In July demonstrations of thousands took to the streets in Port-au-Prince and other Haitian cities. While there were many diverse forces and demands, the unifying theme was to demand the resignation of the government of President Rene Preval. Annessy Vixama, a leader of Tet Kole, one of the major peasant organizations in Haiti, has raised the just demand that "the state has to change from attending to international businesses that are acting against the majority of the people and start attending to the peasants."

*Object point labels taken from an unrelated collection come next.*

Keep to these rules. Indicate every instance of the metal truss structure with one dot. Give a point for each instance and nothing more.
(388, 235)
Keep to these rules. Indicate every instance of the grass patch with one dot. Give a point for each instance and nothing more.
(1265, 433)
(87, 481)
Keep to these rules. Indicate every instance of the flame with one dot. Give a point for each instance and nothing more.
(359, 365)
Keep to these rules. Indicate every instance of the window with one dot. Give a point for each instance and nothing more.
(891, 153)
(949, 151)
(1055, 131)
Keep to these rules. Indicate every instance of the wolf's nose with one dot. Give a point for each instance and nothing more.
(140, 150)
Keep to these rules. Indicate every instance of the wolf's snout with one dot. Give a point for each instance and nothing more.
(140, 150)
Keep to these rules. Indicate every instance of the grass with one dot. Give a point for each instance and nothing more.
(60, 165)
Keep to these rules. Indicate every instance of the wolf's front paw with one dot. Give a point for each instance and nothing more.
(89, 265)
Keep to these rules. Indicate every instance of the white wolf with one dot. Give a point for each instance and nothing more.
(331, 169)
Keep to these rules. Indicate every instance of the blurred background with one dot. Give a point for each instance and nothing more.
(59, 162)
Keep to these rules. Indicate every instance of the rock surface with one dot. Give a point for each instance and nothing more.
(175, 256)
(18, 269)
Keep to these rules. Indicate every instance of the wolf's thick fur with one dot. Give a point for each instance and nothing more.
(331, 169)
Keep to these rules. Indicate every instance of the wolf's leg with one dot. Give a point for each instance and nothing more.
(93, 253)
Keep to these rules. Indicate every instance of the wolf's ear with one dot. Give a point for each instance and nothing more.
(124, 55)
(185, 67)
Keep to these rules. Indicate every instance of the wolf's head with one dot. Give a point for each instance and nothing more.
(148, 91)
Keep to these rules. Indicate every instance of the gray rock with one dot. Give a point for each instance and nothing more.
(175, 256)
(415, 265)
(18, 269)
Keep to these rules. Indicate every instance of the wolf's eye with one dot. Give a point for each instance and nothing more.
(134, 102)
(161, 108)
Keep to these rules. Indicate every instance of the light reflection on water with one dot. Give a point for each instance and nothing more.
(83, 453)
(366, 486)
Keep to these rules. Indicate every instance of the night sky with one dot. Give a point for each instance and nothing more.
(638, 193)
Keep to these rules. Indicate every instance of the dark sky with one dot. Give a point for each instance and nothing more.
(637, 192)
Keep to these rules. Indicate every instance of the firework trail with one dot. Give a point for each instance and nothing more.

As pointed out above, the state, in Haiti or anywhere else, is never "neutral"; it does not represent "the people" or "the nation" in general—it arises on the basis of, reflects and serves the underlying economic and political system in a given country. In Haiti the basic system is exploitation and domination by the imperialists (mainly the U.S.) and by the imperialists' allies within Haiti amongst the large landowning and capitalist classes. This is the system, these are the class forces, that the state was built to serve and which it can only serve. And in fact, if the Haitian state is weak, that is mainly because the imperialists have repeatedly opted to rule directly, through coups, invasions and occupations; in fact, Haiti has been under U.S./UN occupation since President Aristide was kidnapped and taken out of the country in 2004, and most aid and investment bypasses the government and is funneled through NGOs (generally pro-imperialist "non-governmental organizations.")
The mounting struggle against this government and demands that it meet the needs of the people are completely just and should be supported by people everywhere. And such struggle has the potential to strengthen and push forward a movement for revolution that is aimed at the fundamental problem of U.S. imperialism and its stranglehold domination of Haiti.